TVA has already shut down its John Sevier, Widows Creek, Colbert and Allen fossil plants and plans to shut down its Paradise and Bull Run coal plants in the next three years.

"Solar is becoming less expensive and a least cost option in the future so we do see a build out in solar capacity in all different scenarios," Hunter Hydas, a project manager for TVA's new Integrated Resource Plan, said during a Chattanooga hearing on the plans Wednesday night.

Solar is expected to gain favor from businesses interested in using more renewable power, individual homeowners installing rooftop solar panels, community groups sharing ownership in solar installations, and from utility-scale solar farms by TVA, Hydas said.

But while TVA turns more to the sun, wind energy is not expected to be cost effective or reliable enough to compete for new generation compared with solar or natural gas generation. TVA is proposing to target energy efficiency programs for low-income households which often disproportionately use more power from their older, less energy efficient homes. But the utility is not planning under most of its strategies to significantly boost incentives for energy efficiency since electricity demand is already stagnate or declining.

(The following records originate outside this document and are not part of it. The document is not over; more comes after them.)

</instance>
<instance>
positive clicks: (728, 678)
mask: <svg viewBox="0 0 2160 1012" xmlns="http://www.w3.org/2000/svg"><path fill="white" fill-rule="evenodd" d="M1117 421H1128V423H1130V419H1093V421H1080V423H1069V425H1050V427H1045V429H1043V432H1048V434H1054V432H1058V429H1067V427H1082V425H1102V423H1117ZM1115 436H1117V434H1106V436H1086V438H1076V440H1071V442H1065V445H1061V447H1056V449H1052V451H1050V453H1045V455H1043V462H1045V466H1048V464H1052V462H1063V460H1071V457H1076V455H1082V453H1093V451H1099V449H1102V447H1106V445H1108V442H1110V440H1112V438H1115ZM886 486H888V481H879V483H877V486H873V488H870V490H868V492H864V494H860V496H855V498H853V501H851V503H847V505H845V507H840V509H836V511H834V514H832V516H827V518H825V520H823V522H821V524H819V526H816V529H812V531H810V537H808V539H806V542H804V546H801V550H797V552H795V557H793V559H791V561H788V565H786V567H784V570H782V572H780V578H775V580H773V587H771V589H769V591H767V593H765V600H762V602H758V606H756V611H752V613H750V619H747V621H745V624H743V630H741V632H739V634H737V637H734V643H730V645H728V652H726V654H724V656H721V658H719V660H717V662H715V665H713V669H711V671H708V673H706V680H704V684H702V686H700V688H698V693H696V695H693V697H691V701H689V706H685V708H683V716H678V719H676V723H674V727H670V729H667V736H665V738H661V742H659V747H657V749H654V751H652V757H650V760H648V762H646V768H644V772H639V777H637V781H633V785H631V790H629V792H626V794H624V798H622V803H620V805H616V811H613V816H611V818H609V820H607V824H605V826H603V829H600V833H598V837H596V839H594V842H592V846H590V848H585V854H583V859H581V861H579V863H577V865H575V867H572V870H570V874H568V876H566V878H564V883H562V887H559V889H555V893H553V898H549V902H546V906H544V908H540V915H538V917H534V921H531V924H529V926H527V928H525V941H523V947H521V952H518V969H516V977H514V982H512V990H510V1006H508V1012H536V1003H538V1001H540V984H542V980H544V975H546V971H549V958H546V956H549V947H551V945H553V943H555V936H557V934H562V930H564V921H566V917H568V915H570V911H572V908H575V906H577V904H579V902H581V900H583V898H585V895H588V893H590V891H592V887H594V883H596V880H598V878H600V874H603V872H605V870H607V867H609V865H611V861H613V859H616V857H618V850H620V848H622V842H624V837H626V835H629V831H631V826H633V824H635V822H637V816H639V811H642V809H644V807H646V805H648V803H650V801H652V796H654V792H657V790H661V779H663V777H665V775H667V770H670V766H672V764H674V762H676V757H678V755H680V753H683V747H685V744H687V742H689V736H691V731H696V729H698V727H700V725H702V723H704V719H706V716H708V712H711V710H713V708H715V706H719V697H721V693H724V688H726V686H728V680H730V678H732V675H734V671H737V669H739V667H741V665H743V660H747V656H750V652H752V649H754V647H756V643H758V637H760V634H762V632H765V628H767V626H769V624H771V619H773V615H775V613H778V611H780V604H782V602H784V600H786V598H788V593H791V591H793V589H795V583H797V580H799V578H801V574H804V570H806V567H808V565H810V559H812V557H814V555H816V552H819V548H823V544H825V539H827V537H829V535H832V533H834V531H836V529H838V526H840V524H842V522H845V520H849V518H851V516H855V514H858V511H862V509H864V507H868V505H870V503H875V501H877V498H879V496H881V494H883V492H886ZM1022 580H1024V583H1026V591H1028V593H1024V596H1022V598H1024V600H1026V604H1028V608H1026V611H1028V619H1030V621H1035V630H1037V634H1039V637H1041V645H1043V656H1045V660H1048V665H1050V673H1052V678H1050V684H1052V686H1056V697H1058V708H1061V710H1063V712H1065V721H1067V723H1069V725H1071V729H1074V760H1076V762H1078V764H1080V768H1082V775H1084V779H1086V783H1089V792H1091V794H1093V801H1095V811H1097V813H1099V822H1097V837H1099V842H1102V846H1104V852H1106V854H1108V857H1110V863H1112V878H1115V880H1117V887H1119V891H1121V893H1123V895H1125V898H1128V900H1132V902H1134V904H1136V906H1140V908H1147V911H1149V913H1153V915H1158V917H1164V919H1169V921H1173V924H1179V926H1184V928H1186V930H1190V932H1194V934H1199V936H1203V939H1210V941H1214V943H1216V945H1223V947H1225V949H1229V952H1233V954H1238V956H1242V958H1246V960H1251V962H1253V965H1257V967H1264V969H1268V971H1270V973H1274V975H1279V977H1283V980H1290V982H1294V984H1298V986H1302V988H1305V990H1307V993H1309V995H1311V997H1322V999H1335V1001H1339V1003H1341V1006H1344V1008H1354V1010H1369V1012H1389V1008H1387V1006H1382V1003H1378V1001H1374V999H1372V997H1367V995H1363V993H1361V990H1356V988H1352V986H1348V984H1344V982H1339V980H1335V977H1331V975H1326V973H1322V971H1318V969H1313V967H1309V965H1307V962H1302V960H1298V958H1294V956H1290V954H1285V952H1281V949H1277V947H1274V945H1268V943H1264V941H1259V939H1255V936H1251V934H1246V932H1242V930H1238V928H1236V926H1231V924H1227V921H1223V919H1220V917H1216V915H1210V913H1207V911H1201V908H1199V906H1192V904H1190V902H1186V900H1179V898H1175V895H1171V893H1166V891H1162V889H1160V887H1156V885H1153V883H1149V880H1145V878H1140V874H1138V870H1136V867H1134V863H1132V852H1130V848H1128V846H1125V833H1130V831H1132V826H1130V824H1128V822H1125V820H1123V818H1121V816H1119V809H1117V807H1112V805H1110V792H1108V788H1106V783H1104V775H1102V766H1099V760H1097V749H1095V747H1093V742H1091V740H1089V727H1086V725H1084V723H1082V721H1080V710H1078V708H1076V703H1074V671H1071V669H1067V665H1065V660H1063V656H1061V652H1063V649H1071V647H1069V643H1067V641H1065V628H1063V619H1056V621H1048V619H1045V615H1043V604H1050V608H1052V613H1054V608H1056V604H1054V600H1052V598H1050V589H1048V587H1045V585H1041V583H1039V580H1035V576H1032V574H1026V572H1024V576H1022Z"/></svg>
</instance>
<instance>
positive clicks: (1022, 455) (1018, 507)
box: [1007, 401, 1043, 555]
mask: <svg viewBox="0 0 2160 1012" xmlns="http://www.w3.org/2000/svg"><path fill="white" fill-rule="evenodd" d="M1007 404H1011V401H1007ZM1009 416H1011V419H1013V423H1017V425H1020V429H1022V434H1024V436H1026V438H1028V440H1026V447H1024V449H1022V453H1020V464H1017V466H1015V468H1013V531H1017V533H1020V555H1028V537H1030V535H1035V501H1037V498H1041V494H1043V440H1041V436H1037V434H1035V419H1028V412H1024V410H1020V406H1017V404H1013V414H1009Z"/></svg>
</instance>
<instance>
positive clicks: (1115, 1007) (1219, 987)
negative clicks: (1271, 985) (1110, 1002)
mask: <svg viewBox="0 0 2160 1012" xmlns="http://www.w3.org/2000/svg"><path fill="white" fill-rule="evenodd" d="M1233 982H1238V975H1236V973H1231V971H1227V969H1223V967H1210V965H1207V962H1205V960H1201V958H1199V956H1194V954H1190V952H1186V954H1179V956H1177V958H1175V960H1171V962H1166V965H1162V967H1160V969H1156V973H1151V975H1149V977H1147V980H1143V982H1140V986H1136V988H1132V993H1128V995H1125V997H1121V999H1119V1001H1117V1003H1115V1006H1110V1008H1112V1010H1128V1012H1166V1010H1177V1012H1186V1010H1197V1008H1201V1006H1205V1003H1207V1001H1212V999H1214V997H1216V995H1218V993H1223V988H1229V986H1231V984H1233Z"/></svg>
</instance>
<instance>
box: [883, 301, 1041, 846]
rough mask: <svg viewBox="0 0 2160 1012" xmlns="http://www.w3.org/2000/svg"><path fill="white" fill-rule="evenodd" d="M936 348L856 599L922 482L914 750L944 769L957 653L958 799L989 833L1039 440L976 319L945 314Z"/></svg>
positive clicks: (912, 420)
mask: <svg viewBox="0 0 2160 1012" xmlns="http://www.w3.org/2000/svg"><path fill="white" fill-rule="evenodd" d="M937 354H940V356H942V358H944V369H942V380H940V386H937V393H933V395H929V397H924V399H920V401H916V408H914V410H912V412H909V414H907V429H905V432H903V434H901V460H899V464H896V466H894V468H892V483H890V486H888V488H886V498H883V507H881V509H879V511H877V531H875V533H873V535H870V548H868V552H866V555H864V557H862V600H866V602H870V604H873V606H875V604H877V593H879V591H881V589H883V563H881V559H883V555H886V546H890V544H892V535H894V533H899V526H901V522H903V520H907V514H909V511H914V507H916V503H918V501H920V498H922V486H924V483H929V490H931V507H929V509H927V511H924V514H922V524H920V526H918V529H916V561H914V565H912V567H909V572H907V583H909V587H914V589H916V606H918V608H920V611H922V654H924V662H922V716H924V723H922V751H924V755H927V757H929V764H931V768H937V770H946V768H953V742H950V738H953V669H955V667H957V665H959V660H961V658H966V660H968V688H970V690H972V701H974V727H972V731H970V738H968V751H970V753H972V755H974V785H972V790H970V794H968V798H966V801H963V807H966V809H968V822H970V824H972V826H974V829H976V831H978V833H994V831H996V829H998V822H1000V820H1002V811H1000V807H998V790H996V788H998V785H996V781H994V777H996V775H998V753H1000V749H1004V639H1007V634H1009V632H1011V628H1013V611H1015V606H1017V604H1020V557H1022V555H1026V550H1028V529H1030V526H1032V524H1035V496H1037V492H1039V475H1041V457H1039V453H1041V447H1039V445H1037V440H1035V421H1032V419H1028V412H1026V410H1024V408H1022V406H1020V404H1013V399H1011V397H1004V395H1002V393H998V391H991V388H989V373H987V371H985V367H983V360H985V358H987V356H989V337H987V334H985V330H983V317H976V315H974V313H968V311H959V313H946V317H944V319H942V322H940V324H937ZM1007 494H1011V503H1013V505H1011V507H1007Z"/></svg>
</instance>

Bill Moll, a Red Bank resident who is a chapter president for the Sierra Club, said he is disappointed that TVA isn't doing more to encourage more its customers to use less electricity and provide ways to cut consumption.

"We don't think TVA has done enough to look at energy efficiency," Moll said during a Chattanooga public hearing on the new integrated resource plan - the fourth of six such planned meetings. "The best way to deal with energy is to not need it in the first place."

But with more energy efficient appliances, furnace and buildings, electricity consumption has already declined from the peak reached a decade ago in the Tennessee Valley.

For the first time in its 86-year history, TVA is proposing not to build any new baseload power generation in the next 20 years. The only new generation to be built or added will be designed primarily to replace aging plants being phased out, according to Laura Campbell, vice president of enterprise planning at TVA.

The only new nuclear power plants envisioned in the next 20 years would possibly be a small modular reactor test plant, probably built in Oak Ridge.

The new Integrated Resource Plan, which the TVA board plans to adopt in August, is still being shaped by public comments and input, which may be offered until April 8. The plan updates the previous long-range power plant adopted in 2015.